少しなのにメチャメチャ風味がする。あまりあってないかもしれないが、和風シチューといった感じだ。(ゆずは欠片で鍋一杯に影響を及ぼす、恐るべし。)

シチューはストーブの上に鍋をのせ作るのである。冬場はこれでガス代が節約できる。
なんせガスヒーターを動かし出してから、ガス代がすごい勢いで上がった。(先月は8000円を越えた!)

台所が寒いのでストーブを運び、そこで作業した。
どうもそれだけではなにか足りない。なにか聴くものが欲しい。
昔、わたしが子供だった頃、母が冷蔵庫の上にトランジスタラジオを置いて聴きながら炊事をしていた。それを思い出して、わたしの部屋に最近使わずに置きっぱなしの小さいステレオを持って降りてきて、その冷蔵庫のうえにおいた。

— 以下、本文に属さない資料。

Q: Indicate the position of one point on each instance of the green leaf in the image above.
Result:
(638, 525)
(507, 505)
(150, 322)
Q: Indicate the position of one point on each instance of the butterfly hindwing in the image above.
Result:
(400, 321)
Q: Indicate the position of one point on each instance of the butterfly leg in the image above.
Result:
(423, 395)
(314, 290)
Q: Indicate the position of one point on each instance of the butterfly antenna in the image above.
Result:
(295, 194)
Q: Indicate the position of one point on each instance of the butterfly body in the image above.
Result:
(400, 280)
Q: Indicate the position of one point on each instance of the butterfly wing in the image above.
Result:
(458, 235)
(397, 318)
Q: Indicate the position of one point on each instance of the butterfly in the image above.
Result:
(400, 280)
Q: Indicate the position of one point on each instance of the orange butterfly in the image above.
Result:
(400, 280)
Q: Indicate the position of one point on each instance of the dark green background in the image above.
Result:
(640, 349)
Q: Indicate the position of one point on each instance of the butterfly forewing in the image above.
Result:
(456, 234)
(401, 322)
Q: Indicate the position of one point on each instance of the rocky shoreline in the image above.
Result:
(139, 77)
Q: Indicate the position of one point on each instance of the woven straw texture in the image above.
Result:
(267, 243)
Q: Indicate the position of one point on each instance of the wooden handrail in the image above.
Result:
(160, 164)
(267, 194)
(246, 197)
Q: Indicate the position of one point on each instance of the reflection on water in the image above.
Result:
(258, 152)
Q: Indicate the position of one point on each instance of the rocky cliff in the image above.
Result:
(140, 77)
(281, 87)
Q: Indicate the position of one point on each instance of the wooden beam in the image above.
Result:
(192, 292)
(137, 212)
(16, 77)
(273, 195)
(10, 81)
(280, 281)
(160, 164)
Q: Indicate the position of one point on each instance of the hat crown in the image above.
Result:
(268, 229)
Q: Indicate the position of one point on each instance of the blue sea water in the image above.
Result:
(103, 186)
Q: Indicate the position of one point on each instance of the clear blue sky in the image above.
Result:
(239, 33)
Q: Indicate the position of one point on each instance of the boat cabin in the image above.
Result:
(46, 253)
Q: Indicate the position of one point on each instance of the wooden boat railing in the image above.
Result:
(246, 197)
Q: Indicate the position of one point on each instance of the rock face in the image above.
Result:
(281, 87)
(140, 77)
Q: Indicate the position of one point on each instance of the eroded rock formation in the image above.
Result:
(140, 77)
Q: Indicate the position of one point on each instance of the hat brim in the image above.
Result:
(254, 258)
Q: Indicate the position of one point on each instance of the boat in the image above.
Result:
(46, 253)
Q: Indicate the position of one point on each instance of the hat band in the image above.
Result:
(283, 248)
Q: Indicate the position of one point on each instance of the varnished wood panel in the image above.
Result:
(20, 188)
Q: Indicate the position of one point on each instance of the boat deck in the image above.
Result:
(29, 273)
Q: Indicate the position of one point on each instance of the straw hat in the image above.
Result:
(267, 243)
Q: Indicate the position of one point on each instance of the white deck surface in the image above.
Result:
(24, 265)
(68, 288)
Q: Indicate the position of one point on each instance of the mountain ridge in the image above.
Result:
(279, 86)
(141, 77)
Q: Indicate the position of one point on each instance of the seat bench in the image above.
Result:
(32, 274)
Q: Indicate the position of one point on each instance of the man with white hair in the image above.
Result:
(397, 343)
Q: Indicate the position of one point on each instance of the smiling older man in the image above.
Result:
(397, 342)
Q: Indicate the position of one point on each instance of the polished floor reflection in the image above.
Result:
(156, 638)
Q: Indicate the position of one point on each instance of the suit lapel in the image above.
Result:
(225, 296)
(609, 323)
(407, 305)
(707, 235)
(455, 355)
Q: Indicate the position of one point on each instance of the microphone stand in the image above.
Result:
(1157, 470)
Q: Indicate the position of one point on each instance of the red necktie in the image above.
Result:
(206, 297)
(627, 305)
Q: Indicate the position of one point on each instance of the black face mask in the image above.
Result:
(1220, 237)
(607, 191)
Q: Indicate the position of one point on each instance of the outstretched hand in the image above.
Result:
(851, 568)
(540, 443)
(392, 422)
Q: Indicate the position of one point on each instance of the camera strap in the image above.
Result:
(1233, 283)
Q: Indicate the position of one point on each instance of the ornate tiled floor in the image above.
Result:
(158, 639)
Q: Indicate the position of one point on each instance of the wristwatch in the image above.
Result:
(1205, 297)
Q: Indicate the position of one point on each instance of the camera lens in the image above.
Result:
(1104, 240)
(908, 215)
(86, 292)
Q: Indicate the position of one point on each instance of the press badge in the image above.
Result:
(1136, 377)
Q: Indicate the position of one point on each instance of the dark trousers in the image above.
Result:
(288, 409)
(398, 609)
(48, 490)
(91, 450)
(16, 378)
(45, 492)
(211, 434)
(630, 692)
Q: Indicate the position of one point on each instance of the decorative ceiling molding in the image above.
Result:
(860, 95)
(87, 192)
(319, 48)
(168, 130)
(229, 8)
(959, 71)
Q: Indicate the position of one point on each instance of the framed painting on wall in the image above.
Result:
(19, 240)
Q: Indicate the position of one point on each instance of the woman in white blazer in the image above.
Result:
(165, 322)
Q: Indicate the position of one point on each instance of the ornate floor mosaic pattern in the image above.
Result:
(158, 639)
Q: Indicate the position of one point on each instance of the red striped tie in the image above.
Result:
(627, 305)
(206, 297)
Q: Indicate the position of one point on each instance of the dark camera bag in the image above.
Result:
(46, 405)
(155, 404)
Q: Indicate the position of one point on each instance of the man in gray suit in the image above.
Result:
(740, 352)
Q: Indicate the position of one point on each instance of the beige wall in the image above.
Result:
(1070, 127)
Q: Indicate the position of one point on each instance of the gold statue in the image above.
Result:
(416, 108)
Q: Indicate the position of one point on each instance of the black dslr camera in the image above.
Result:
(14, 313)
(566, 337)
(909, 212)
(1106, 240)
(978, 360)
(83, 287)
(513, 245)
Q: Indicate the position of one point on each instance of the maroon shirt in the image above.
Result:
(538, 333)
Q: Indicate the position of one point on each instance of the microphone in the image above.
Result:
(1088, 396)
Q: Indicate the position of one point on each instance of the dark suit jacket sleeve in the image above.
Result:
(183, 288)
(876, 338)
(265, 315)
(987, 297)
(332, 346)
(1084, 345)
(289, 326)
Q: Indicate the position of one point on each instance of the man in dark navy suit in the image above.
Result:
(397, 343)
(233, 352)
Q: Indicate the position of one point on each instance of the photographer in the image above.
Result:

一部故障してCDが聴けなくなってしまった。しかしこの機械はレコードプレーヤーがついていて、USBも使える。5年くらい前に通販で買ったのである。中国製だった。
まだレコードが乗ったままになっていて、それをかけてみた。
よく鳴ったが、もともとこの機械はターンテーブルの回転がなぜか早く、微妙に音が高い(関東ヘルツに合わせているのかもしれない)。
正規の音にするには、レコードクリーナーを利用してレコードのはしっこに摩擦を起こし、回転を少し弛めて聴かなければならない。
ややこしいかもしれないが、極めてアナログなことをやって聴いていたが、さすがに邪魔くさく聴かなくなってしまった。

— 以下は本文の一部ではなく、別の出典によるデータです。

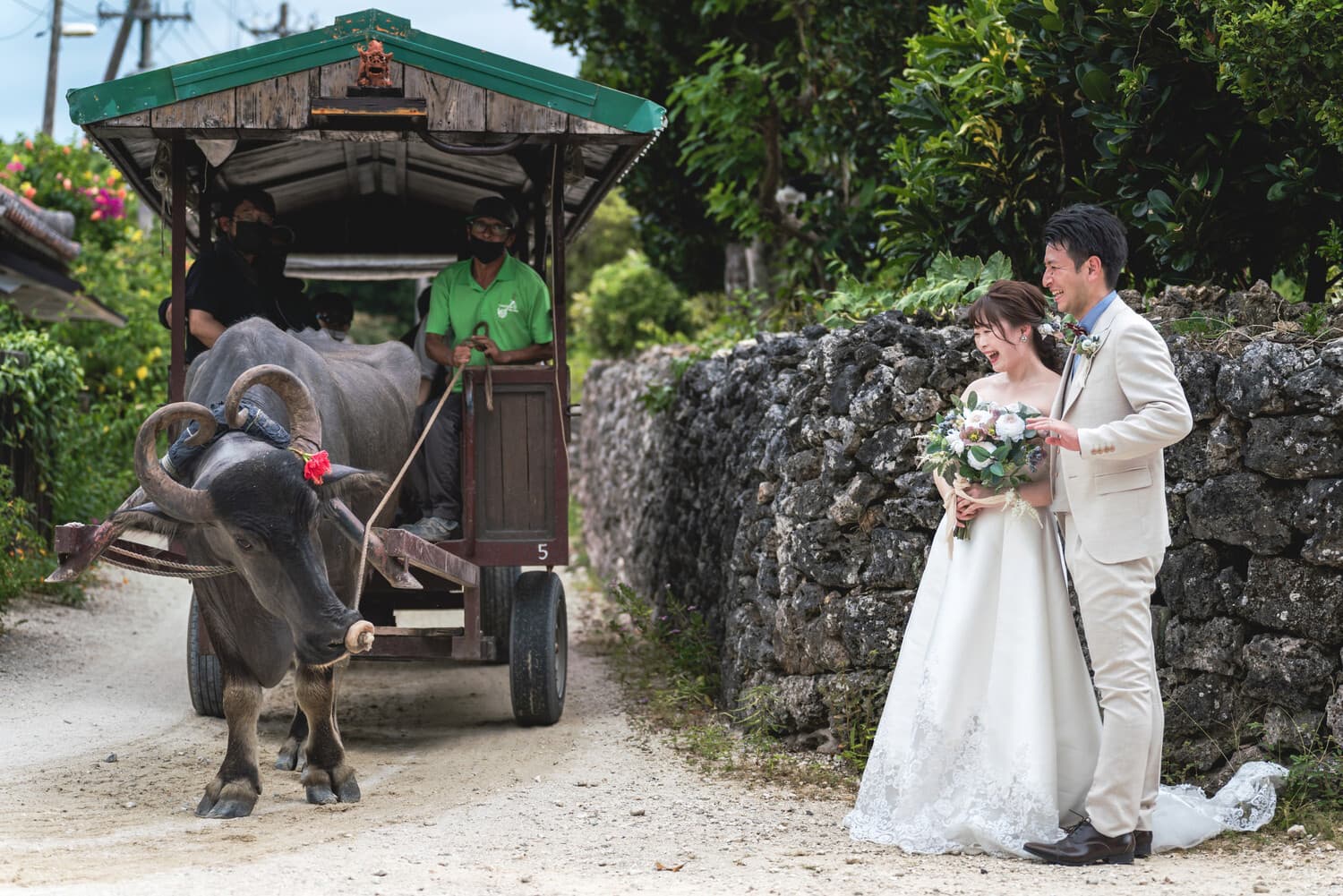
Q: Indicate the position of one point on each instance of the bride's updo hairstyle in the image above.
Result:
(1010, 303)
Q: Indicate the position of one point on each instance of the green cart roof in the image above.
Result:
(376, 198)
(336, 43)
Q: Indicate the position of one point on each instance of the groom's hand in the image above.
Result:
(1056, 432)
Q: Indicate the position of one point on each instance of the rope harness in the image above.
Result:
(160, 566)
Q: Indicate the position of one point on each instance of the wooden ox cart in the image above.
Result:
(376, 184)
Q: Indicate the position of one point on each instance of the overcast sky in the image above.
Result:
(489, 24)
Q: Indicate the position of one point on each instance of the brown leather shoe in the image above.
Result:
(1085, 845)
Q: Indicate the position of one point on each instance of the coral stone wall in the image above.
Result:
(779, 493)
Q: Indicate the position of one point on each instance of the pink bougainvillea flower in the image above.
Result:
(110, 204)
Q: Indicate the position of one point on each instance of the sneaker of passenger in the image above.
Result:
(432, 528)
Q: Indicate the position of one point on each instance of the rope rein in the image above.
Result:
(368, 525)
(169, 568)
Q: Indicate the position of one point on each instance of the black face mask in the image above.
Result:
(483, 250)
(252, 236)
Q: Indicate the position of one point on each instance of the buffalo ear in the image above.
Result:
(346, 482)
(148, 516)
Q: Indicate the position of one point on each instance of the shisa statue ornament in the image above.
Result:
(373, 64)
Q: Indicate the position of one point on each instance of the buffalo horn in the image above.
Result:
(305, 426)
(174, 499)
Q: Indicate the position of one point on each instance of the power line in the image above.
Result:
(27, 27)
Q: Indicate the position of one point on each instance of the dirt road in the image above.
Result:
(457, 799)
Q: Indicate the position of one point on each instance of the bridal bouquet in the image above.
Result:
(983, 443)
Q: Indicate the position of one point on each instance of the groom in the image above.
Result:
(1117, 405)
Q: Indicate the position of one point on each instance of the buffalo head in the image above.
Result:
(247, 506)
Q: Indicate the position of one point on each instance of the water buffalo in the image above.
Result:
(244, 503)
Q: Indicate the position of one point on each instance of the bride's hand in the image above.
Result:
(967, 509)
(978, 492)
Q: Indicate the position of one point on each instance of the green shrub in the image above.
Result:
(628, 303)
(948, 284)
(39, 386)
(124, 368)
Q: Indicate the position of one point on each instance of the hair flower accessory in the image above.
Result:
(314, 465)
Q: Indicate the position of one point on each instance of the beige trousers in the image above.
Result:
(1115, 601)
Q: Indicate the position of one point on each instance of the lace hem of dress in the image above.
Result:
(951, 793)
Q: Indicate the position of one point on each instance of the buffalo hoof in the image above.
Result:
(234, 799)
(336, 786)
(292, 755)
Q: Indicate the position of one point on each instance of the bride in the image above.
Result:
(991, 730)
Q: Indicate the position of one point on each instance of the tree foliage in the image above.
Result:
(628, 303)
(1009, 110)
(763, 97)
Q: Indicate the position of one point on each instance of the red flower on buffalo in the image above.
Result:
(314, 465)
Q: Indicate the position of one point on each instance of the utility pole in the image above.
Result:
(279, 30)
(48, 107)
(136, 11)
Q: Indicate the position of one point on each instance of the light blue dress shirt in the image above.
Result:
(1088, 322)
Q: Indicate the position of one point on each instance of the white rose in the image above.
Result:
(979, 465)
(1010, 426)
(978, 418)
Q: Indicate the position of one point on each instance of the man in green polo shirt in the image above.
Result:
(510, 298)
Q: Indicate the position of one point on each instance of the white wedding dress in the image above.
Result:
(991, 730)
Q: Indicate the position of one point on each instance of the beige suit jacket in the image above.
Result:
(1127, 405)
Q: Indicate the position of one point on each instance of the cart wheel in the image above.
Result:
(497, 606)
(540, 649)
(204, 678)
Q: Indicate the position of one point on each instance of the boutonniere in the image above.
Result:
(1069, 332)
(1087, 346)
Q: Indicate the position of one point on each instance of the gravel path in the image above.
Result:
(457, 798)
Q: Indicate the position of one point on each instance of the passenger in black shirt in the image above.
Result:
(242, 276)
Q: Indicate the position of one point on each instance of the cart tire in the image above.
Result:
(204, 678)
(497, 586)
(540, 649)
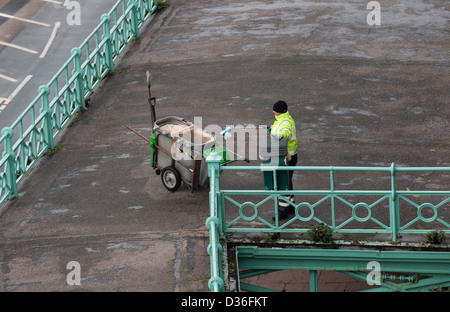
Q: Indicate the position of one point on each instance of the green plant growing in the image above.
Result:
(321, 233)
(436, 237)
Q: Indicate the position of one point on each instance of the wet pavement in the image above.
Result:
(361, 96)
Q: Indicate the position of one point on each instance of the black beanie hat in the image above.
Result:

しかしこの際、そういうことは言ってられない。なにか音の鳴るものが欲しかった。あれだ、と思ったらすぐにやってみないと気が済まない。

やってみるとなんとか鳴ってくれた。

ディオンヌ・ワーウィック・シングス・バート・バカラックディオンヌ・ワーウィックバカラックの歌を歌って有名になったらしいが、このアルバムはその業績をまとめたベスト版みたいで、1978年のクレジットがある。
実際には1960年代のヒット曲ばかりである。
たぶん録音もその当時のものだろう。

バカラックといえば、村上春樹の1980年代に発表された短編に「バート・バカラックはお好き(のちに「窓」に改題)というのがあった。
それには、自宅に招いた大学生のために、ハンバーグステーキを焼く主婦が出てくる。
その主婦は大学生にとっては、充分魅力的で、彼にとってはそれがバカラック的な体験であった。つまりバカラックとは「大人」、それも憧れのキュートでエレガントな大人の異名なのである。

わたしはバカラックを聴きながらシチューを作ったが、いつになれば、そんな「大人」になれるのかを考えた。
もう齢はいよいよ大台の○十になるというのに。

雪はまだ昼過ぎにも降っていた。